I could feel the burning in my middle finger from the hand sanitizer I’d applied just before leaving,
and so I was pressing the Band-Aid into my middle finger, simultaneously worsening and relieving the pain.
I hadn’t texted Davis over the weekend. I kept thinking about it, but the night at Applebee’s passed,
and then I’d started to feel nervous about it, like maybe it had been too long,
and Daisy wasn’t around to bully me into it because she was working all weekend.
Mom must’ve noticed the Band-Aid pressing, because she said, “You have an appointment with Dr.
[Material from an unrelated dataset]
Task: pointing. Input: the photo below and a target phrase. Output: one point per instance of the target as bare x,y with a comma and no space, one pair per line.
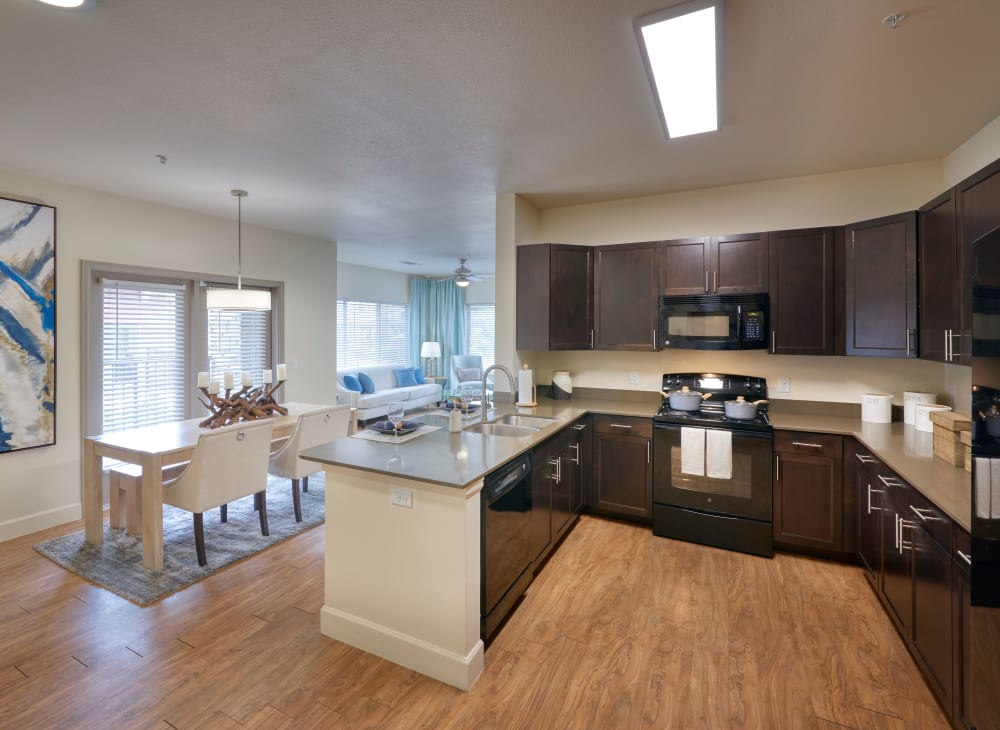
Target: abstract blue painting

Singh tomorrow, don’t you?”
“Yeah.” “What are your thoughts on the med situation?” “It’s okay, I guess,” which wasn’t quite the whole truth.
For one thing, I wasn’t convinced the circular white pill was doing anything when I did take it,
and for another, I was not taking it quite as often as I was technically supposed to.
Partly, I kept forgetting, but also there was something else I couldn’t quite identify, some way-down fear that taking a pill to become myself was wrong.
“You there?” Mom asked. “Yeah,” I said. Enough of me—but only just enough—was still located inside Harold to hear her voice,
to follow the well-worn path to school. “Just be honest with Dr. Singh, okay? There’s no need to suffer.”